They also both have the advantage of being things that will naturally degrade over time if left outside instead of just sticking around forever
Correct. Paper (PS: or at least brown cardboard), glass and alu will always be great candidates for recycling.
Aluminum is the poster child for recycling, really. It takes more energy to extract it from the ore than it is to recycle it.
Former aluminum process engineer: This^
I was under the impression that the chemicals involved in recycling paper products, combined with the fact that virgin paper is almost entirely sourced from managed, quick-growing tree farms, make paper recycling also undesirable?
Have heard similar things. And it's also true that timber farming is a (very marginal) form of carbon drawdown, assuming the wood products are not burned.
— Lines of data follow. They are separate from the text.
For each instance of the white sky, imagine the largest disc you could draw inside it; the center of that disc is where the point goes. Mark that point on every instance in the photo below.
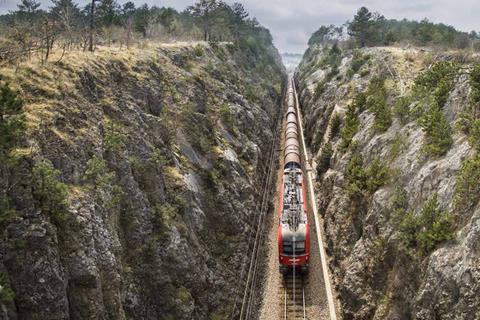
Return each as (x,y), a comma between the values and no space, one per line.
(292,21)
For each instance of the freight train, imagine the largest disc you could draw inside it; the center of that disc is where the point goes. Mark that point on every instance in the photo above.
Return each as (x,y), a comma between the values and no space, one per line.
(293,237)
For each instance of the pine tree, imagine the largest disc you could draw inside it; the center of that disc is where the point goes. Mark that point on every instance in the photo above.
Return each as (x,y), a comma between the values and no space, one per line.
(361,28)
(205,11)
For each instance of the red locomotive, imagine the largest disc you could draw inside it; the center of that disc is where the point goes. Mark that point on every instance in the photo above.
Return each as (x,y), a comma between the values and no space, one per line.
(293,237)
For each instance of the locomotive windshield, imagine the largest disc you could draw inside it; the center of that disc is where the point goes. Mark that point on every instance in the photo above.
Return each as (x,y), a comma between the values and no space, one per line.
(291,248)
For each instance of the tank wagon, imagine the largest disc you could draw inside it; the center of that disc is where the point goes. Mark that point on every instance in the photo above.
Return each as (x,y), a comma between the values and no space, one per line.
(293,237)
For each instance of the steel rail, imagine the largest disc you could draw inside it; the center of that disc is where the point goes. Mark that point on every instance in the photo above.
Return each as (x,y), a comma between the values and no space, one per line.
(321,247)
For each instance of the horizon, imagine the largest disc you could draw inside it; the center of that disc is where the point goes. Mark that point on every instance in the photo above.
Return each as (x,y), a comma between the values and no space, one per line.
(291,25)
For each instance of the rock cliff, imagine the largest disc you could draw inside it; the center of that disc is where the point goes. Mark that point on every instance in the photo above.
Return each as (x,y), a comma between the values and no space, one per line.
(131,195)
(393,135)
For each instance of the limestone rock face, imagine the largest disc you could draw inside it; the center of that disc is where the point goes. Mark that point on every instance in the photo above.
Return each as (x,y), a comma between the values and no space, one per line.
(161,151)
(375,276)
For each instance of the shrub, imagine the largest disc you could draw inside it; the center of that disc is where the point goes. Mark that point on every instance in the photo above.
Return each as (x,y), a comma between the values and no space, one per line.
(474,135)
(402,109)
(399,204)
(12,119)
(50,192)
(432,226)
(226,116)
(6,292)
(437,82)
(6,211)
(350,128)
(355,175)
(469,120)
(398,146)
(438,132)
(97,173)
(320,89)
(437,226)
(358,61)
(324,159)
(467,192)
(360,101)
(335,125)
(198,50)
(365,181)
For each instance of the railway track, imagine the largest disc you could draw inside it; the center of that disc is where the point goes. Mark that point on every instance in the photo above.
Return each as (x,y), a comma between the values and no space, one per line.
(294,300)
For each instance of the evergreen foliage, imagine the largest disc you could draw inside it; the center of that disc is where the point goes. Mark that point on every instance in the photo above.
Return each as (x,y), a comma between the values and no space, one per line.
(470,118)
(373,29)
(433,88)
(6,292)
(365,181)
(324,159)
(335,125)
(50,192)
(358,60)
(422,233)
(402,109)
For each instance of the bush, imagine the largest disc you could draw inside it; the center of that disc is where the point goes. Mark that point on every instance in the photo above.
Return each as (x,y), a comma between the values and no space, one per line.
(50,192)
(12,119)
(425,231)
(467,191)
(335,125)
(198,50)
(358,61)
(6,211)
(469,120)
(350,128)
(320,89)
(398,146)
(355,175)
(324,159)
(438,132)
(6,292)
(363,181)
(226,116)
(399,204)
(402,109)
(97,173)
(437,82)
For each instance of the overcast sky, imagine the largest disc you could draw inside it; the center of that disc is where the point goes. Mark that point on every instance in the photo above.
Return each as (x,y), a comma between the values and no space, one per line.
(292,21)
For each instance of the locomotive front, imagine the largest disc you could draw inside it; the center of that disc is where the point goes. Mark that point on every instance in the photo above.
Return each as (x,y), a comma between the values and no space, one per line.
(293,237)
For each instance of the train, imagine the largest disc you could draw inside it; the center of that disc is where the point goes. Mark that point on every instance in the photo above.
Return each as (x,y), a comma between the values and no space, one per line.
(293,231)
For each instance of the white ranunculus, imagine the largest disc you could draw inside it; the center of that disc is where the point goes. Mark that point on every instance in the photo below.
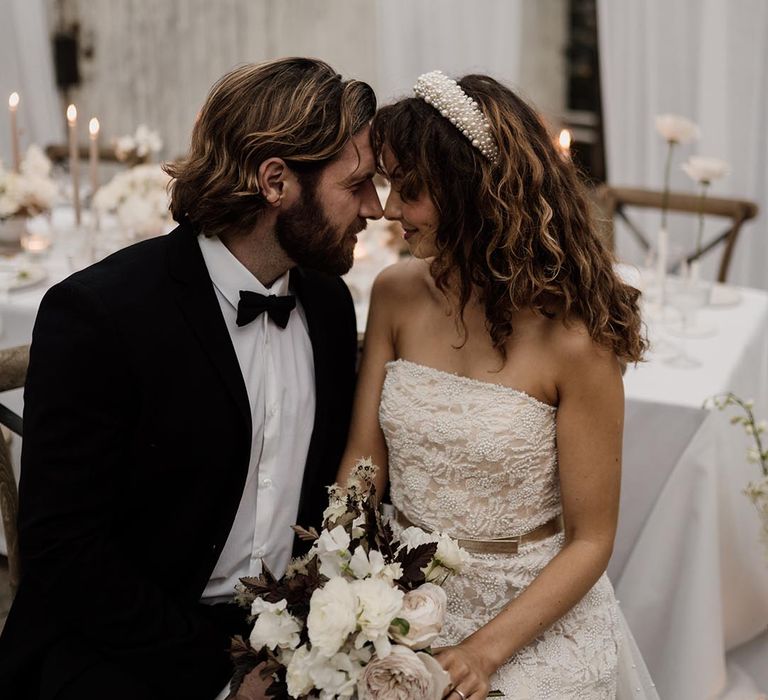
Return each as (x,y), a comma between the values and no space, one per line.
(403,675)
(424,611)
(36,163)
(676,129)
(373,564)
(336,677)
(274,626)
(413,537)
(705,170)
(298,675)
(379,602)
(332,616)
(334,511)
(332,550)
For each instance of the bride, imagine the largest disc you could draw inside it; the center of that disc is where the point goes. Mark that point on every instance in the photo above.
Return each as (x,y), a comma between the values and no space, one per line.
(490,391)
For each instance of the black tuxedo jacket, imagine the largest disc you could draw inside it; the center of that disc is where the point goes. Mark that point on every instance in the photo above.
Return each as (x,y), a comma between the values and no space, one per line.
(137,433)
But then in theory recycling could allow some of that land to return to nature, which better in all ways. It's a systems problem.
The chemical issue is presumably bleaching for white paper. But thick brown cardboard is basically just degraded wood fiber so that at least must be pretty efficient to downcycle into toilet paper.
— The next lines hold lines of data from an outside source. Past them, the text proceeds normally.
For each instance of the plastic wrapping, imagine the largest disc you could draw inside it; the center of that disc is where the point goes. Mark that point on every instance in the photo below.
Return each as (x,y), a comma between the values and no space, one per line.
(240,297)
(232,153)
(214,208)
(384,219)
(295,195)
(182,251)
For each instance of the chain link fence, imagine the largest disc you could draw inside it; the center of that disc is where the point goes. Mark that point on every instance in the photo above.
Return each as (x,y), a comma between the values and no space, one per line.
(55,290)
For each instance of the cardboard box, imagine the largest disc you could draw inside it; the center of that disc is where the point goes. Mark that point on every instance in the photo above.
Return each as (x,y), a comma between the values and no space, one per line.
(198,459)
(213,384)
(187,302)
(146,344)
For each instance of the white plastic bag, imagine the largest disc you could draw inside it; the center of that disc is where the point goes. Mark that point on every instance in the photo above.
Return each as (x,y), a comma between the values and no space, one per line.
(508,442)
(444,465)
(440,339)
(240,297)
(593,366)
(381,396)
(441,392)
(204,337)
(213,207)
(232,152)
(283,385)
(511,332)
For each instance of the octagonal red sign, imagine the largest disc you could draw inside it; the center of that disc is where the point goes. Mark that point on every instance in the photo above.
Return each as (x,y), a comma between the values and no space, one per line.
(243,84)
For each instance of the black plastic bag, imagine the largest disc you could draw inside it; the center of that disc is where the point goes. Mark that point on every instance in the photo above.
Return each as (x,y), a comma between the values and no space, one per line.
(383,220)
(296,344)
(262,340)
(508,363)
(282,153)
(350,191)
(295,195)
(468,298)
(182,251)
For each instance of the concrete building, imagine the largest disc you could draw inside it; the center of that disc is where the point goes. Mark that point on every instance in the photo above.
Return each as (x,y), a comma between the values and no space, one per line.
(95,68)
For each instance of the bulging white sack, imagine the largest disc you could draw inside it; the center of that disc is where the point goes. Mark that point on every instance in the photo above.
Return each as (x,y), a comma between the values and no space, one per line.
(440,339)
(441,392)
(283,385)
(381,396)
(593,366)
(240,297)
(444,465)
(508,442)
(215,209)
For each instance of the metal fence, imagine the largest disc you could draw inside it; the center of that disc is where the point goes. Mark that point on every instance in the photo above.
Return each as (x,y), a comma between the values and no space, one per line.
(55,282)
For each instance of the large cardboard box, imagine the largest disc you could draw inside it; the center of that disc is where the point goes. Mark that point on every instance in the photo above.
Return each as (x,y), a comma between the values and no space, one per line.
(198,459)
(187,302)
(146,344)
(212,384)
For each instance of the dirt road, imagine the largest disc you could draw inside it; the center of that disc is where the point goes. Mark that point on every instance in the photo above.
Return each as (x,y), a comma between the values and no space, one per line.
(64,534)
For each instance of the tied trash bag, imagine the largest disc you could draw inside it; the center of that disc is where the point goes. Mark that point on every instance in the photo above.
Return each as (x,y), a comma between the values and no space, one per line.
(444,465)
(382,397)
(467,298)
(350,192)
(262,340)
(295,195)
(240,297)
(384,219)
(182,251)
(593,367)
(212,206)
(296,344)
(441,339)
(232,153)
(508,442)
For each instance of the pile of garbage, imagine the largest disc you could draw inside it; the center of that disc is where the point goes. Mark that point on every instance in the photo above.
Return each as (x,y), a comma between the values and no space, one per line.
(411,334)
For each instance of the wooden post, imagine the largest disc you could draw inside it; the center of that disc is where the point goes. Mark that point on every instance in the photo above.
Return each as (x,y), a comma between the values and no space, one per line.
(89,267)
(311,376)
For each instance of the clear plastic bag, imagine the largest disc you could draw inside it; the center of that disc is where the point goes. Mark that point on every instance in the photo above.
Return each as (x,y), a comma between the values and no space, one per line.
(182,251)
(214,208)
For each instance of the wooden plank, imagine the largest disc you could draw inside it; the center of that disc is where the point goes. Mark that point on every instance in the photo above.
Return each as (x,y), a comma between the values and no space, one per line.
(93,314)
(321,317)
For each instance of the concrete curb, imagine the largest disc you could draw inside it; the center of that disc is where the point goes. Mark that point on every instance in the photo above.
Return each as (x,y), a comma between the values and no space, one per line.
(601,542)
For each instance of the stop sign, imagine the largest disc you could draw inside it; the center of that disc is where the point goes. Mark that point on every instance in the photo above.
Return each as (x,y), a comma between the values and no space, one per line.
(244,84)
Update: there's also another chemical issue in de-inking, maybe that's what you were referring to. Personally I don't bother recycling my tiny amounts of paper waste, for these reasons. Thick cardboard must be a win though.
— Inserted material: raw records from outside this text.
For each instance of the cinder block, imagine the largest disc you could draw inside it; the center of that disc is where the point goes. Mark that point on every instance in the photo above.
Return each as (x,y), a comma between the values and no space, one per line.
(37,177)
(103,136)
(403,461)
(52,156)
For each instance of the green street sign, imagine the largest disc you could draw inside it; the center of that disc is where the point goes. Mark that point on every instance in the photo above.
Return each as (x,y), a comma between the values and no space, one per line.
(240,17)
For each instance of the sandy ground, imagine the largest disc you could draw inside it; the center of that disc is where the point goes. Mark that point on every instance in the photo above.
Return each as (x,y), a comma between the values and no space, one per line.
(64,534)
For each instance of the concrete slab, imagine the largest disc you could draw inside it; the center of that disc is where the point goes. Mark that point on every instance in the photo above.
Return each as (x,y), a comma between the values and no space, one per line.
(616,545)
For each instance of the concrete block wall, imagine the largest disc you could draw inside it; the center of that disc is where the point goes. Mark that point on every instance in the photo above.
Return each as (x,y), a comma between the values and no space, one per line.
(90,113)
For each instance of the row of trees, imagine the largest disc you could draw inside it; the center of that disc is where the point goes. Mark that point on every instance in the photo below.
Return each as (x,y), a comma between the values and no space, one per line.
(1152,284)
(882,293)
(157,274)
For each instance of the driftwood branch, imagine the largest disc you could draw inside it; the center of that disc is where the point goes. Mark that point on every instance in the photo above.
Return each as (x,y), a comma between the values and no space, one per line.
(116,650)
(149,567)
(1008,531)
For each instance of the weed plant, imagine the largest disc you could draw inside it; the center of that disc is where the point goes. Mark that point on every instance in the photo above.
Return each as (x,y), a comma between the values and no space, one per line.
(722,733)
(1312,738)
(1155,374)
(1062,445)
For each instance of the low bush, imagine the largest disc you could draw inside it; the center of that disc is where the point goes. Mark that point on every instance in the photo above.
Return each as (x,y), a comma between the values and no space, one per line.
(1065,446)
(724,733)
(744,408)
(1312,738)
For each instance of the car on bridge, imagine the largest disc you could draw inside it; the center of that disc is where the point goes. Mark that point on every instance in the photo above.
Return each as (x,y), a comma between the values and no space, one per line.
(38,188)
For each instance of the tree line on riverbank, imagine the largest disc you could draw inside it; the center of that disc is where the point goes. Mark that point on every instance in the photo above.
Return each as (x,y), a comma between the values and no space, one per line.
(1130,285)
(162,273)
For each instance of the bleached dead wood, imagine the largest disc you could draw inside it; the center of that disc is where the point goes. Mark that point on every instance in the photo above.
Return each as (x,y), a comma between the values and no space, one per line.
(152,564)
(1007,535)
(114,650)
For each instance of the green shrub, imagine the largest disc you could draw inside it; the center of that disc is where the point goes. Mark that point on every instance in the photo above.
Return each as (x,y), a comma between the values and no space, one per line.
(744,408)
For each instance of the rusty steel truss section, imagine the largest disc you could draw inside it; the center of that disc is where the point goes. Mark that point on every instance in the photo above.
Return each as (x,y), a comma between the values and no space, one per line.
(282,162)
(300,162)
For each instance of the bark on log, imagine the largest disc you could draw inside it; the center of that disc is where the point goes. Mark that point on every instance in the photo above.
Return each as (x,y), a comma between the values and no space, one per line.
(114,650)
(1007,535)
Yeah same and I hate when people just say well might as "well not recycle at all then" :/ that kind of defeatism doesn't help either
Yup! Those things are easy (comparatively) to recycle because they're single material items, so the process is:
"Plastic" is thought of as a single material, but even vegetable packaging will be made of around 5-10 different polymers, so for it to be valuable, you need to break it down back to those original polymers.
It's not a issue with recycling as a whole, its specific to plastic as a material.
That's just not true. I make flexible packaging and we use thousands of pounds of post industrial resin (made from scrap material produced in house) and post consumer resin (made from used packaging.) They're all coextruded; frequently made up of 10+ different types of polyethylenes, polyamides, and ethylene-vinyl alcohol.
I don't think "not true" is fair- I have a soure if you'd like to hear it from someone more authorative than some random internet person (unfortunately I think it might be behind a paywall)[0]
Either way, that's cool! I'm surprised you can build flexible packaging from that, but I'd be really, really surprised if you can use something that crude to fit the other niches of plastic like building technology, clothing, etc.